Penulis : Prof. Dr. KH. Muammar Muhammad Bakry, Lc., MA. (Ketua FKUB Provinsi Sulawesi Selatan)

Suku dan bangsa adalah hal utama dalam kehidupan manusia. Suku dan bangsa adalah bagian dari tanah air yang tidak bisa dipisahkan. Artinya tanah air adalah bagian yang tidak bisa dipisahkan dalam kehidupan seseorang.
Secara alami kodrat manusia ditentukan memiliki tanah air di mana ia dilahirkan. Membenci tanah airnya berarti juga membenci sunnatullah yang Allah tetapkan di muka bumi. Allah swt jadikan kita berbangsa-bangsa dan bersuku-suku dengan identitas yang masing masing melekat padanya.
Jika manusia masih normal secara alami, tidak ada yang merasa menyesal terlahir dari satu suku tertentu. Justru manusia selalu merasa bangga dengan suku dan bangsa di mana ia lahir. Karena itu hal yang sangat wajar dan manusiawi jika ada orang selalu kangen ingin pulang kampungnya merasakan dan membayangkan masa kecilnya dahulu, jika berada di perantauan. Orang yang ada di luar negeri selalu rindu dengan Indonesia, orang yang ada di luar kampungnya seperti Soppeng, Malang, Ponorogo, Jeneponto dan lain-lain selalu kangen mudik jika ia berada di daerah rantauan.
Mengapa Nabi Muhammad saw menangis tersedu-sedu ketika beliau akan meninggalkan Makkah menuju ke Yastrib (Madinah)? Beliau berkata “Demi Allah, engkau (Makkah) adalah bumi yang dicintai Allah. Andai saja aku tidak dikeluarkan oleh orang-orang pendudukmu, niscaya aku tidak akan meninggalkanmu”.
Salah satu dari sekian jawabannya, karena Nabi Muhammad saw sangat mencintai tempat yang menjadi tanah kelahirannya. Kesan mendalam sampai beliau menangis, meneteskan air mata, dan bahkan bersumpah atas nama Allah, memberi isyarat akan kecintaan yang mendalam terhadap Makkah.
Anjuran mencintai tanah air ini sudah diajarkan oleh Rasulullah saw sejak dulu. Salah satu di antaranya ketika Rasulullah mendeklarasikan persaudaraan dan persatuan di kalangan Muhajirin dan Ansor, serta mengakomodasi kepentingan umat Islam, umat Yahudi, dan orang-orang musyrik dalam satu state Negara Madinah.

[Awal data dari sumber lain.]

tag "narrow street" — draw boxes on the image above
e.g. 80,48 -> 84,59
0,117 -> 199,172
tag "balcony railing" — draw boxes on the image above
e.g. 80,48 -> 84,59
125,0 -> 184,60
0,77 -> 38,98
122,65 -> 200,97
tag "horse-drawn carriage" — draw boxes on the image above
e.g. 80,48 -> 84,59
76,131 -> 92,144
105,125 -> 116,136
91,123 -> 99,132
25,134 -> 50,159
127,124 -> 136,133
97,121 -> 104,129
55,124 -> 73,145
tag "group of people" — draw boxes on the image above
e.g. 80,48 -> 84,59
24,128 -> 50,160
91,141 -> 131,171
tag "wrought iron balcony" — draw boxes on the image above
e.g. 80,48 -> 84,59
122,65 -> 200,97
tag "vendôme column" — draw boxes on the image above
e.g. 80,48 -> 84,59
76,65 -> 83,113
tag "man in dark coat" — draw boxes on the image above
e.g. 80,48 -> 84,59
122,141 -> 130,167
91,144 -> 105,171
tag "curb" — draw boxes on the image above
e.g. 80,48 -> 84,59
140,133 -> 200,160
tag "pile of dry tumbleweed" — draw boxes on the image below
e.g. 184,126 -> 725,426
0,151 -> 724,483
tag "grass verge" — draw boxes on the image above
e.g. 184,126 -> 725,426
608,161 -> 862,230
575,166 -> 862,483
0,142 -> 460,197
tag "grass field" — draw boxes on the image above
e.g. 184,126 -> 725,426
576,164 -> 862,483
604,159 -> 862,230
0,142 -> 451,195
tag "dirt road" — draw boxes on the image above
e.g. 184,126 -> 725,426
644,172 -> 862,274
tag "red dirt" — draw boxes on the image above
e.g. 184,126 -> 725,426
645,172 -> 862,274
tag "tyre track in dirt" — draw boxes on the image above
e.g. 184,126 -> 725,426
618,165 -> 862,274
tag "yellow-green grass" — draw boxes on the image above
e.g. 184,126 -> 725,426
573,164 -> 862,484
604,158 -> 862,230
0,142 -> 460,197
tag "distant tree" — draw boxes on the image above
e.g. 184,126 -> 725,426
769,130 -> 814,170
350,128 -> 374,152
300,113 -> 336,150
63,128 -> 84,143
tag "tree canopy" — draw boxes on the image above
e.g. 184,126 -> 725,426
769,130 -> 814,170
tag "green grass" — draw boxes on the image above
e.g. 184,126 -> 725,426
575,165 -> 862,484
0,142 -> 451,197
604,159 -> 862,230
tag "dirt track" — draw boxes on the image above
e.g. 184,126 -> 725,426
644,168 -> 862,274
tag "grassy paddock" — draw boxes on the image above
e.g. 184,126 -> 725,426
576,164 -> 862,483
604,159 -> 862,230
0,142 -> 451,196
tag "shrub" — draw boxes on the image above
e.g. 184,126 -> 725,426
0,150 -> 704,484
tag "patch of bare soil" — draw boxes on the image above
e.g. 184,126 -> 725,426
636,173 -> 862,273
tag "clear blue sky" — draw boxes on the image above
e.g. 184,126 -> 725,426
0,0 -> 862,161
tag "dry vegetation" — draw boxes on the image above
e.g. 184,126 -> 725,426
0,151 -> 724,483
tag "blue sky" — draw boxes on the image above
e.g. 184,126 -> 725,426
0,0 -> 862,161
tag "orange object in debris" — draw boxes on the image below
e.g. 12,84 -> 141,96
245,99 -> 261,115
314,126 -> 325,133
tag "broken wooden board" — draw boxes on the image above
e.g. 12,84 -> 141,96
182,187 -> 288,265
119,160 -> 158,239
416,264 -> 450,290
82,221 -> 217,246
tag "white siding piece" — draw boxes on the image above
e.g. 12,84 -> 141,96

Ketika Rasulullah hendak tiba dari perjalanan jauh, beliau mempercepat pacu kendaraan yang ditungganginya setelah melihat perbatasan kota Madinah. Bahkan beliau sampai menggerak-gerakan binatang yang dikendarainya. Itu dilakukan sebagai bentuk kecintaan beliau terhadap tanah airnya (HR Bukhari).
Jika ada ungkapan “Hubbul Wathan minal Iman” cinta tanah air sebagian dari iman, ungkapan ini benar adanya karena tanah air adalah sarana untuk menjalankan perintah agama. Tanpa tanah air, seseorang akan menjadi tunawisma, agamanya tidak terlaksana dengan baik dan sempurna. Jadi sikap nasionalisme, membela tanah air adalah bagian dari fardu ain (wajib) bagi setiap warga negara. Termasuk melestarikan budaya bangsa, menjunjung tinggi hukum dan pemerintahan, menjaga kemerdekaan RI, Pancasila, Bhineka Tunggal Ika, NKRI, dan UUD 1945, menentang upaya yang merongrong keutuhan NKRI adalah bagian dari Hubbul Wathan minal Iman.